Wednesday, December 26, 2007

Shibori DVD: 400 years of inventive design

My sister kindly gave me the new Shibori DVD for Christmas. Apparently it shows very detailed footage of the tools and techniques used in one area of Japan for various types of resisted dyeing! I am quite excited to watch it and will post a review here when I can.

Friday, December 21, 2007

Great site title, interesting site

How can you not like a website called WormSpit.com?

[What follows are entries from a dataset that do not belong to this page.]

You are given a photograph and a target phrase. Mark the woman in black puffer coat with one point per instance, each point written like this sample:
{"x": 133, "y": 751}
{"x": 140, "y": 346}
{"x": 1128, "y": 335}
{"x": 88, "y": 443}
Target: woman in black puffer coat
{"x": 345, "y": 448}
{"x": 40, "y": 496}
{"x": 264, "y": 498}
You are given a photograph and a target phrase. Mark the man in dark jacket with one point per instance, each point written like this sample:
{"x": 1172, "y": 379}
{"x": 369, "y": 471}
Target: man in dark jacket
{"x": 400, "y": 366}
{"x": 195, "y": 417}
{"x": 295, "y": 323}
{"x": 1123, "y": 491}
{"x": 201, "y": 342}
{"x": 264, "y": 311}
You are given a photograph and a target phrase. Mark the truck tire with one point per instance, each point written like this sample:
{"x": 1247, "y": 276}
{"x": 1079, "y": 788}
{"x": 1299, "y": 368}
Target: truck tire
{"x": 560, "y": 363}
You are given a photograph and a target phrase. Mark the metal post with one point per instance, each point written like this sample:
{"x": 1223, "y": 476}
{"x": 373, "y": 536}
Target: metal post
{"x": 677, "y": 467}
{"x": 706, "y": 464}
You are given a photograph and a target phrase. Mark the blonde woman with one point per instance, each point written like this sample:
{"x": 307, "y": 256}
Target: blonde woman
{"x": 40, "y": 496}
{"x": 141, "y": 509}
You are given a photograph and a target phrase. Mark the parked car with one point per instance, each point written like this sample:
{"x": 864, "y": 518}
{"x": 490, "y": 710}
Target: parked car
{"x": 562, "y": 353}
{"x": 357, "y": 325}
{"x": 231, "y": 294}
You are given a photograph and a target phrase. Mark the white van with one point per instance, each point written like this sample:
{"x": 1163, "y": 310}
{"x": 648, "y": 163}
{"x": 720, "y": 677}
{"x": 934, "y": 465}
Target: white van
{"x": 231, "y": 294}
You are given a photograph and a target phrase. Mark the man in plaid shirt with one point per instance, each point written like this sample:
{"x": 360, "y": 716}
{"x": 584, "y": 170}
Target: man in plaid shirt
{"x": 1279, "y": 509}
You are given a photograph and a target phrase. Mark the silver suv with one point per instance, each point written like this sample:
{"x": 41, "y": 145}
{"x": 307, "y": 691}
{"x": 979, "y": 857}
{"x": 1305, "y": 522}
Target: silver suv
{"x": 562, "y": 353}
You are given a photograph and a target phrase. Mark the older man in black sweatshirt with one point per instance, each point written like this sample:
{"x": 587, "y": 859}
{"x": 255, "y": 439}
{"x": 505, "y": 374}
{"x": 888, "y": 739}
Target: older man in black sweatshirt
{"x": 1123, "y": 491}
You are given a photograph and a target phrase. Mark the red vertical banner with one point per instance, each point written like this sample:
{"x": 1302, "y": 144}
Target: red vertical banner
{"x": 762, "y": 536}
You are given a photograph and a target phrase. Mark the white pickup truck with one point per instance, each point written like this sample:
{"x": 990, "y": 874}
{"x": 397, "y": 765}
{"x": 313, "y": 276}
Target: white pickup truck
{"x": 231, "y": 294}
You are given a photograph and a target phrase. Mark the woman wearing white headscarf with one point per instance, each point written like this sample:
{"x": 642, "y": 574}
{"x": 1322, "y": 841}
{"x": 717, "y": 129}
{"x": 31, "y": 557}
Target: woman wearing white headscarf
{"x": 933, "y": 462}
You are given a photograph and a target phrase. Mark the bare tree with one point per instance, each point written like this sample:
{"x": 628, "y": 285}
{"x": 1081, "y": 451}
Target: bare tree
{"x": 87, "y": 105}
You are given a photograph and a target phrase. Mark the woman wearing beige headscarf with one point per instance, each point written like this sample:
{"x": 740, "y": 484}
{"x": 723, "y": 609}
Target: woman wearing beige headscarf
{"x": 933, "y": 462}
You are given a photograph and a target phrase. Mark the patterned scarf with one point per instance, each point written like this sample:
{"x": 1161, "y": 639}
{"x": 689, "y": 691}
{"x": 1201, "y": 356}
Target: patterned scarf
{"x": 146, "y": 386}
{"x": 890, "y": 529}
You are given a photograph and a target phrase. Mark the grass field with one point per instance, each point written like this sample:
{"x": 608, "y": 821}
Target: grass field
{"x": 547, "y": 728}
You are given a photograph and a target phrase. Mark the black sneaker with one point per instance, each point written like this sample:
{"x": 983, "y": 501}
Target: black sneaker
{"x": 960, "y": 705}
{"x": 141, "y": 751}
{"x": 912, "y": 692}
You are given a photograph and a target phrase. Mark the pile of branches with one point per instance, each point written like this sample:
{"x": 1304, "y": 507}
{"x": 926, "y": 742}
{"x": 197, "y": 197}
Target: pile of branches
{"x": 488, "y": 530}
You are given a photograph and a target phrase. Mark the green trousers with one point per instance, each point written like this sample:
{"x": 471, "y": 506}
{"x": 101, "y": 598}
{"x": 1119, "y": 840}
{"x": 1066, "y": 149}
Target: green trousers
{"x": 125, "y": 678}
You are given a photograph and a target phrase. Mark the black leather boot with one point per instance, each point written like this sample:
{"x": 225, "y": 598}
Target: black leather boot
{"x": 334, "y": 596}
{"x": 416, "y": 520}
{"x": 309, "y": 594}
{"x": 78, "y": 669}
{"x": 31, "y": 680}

Because, let's face it, that's what silk is, right? Silkworm spit. Not elegant. Also, the pupae inside the silk cocoon are usually killed before the silk is reeled. Not at all nice. Making silk could be considered "mean", just as making leather is "mean". But I guess I don't feel all that bad for the bugs... they are, after all, bugs, and they are treated like tiny royalty until their deaths. In addition, even if you let them grow up, get out of their cocoons, and live on... they'd only live a few weeks more.

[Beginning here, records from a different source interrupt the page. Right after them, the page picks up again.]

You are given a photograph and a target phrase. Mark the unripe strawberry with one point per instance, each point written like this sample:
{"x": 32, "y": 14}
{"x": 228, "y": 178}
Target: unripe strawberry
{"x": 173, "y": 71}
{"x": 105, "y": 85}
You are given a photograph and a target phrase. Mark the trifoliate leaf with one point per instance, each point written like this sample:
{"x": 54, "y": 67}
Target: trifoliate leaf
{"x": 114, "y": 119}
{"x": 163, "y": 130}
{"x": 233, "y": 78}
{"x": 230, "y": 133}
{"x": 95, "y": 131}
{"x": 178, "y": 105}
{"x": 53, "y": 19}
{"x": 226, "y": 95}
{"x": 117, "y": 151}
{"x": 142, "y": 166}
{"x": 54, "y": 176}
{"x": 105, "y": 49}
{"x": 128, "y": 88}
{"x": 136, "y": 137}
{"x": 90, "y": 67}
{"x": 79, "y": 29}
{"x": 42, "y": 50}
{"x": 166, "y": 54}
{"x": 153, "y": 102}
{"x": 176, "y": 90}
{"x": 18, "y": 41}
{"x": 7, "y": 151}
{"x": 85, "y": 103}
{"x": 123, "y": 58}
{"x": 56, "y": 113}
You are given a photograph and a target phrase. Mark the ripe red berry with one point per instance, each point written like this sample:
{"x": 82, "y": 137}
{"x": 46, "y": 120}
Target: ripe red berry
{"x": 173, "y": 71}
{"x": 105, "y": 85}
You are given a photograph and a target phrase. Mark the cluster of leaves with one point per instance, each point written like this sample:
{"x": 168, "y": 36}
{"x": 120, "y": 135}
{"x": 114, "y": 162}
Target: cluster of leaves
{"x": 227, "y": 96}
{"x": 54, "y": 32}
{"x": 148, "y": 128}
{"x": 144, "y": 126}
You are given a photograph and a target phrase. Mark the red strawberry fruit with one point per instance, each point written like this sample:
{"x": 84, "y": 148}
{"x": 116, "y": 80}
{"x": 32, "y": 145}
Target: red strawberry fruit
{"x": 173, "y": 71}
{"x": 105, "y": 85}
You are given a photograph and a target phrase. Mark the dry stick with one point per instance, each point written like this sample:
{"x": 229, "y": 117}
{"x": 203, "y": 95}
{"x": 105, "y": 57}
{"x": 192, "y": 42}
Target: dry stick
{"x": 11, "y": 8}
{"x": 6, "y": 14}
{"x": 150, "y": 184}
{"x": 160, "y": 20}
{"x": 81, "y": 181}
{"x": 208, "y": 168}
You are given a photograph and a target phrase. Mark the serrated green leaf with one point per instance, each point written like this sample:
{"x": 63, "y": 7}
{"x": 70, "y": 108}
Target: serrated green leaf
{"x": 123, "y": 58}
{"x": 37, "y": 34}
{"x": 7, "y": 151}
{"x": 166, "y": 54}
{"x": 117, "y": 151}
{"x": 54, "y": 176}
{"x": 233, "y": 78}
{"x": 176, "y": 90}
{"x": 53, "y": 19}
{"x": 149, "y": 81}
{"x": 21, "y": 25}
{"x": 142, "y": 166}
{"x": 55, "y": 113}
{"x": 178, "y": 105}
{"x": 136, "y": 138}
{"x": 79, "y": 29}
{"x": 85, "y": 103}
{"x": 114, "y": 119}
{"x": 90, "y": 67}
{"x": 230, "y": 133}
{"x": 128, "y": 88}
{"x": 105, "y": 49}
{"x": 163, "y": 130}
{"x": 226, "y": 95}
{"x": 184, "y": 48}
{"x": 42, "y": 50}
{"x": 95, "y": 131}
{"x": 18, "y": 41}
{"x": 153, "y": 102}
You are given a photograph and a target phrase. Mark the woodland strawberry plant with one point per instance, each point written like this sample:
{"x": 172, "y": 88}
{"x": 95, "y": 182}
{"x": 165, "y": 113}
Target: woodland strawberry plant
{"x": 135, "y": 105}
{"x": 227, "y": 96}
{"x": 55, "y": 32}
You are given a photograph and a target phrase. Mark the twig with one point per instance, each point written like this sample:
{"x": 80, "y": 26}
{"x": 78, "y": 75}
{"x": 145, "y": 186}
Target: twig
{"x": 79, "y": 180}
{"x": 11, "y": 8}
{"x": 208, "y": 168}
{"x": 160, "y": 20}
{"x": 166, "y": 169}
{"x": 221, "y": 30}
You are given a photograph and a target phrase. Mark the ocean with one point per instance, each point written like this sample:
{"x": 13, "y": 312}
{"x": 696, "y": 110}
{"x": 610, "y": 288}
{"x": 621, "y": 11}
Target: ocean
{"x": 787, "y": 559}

Perhaps I'll be reincarnated as a silk moth for my crimes against bugdom. Until then, I will continue to appreciate and dye silk.

Sunday, December 16, 2007

gold-edged black


gold-edged black
Originally uploaded by tigerb.

This veil turned out darn cool. I dyed the whole thing gold, then stuffed 6" along the edge into a plastic bag and double-tied it. The veil was then suspended over the black dyebath with an improvised dowel-rod-plus-spring-clamp setup and dyed in Jacquard's black acid dye. This produced a lovely velvety black, and suspending the veil meant no black sneaking into the resisted area... I've had some troubles with dye making its way into a section protected by a plastic bag, even if I pre-wet carefully. But... Rube Goldberg to the rescue. The commissioner is quite pleased with it.

Tuesday, December 4, 2007

the importance of samples

If you are just a hobby-dyer like myself, maybe you don't spend a lot of time dyeing samples. It's time-consuming and not always totally indicative of your final result (the shade of a 24" square may not equal that of a 108" by 45" veil because you can't do exactly the math to say how much dye is equivalent -- not to mention the time and temperature variables).

However, I've started to try to do samples of any new Procion MX dye I try, because the color on silk is often so different from that on cotton. Case in point: Dharma's Charcoal Gray. I used it on silk with acetic acid and got... quite a lovely shade of puce! Uh huh. Samples are a good thing.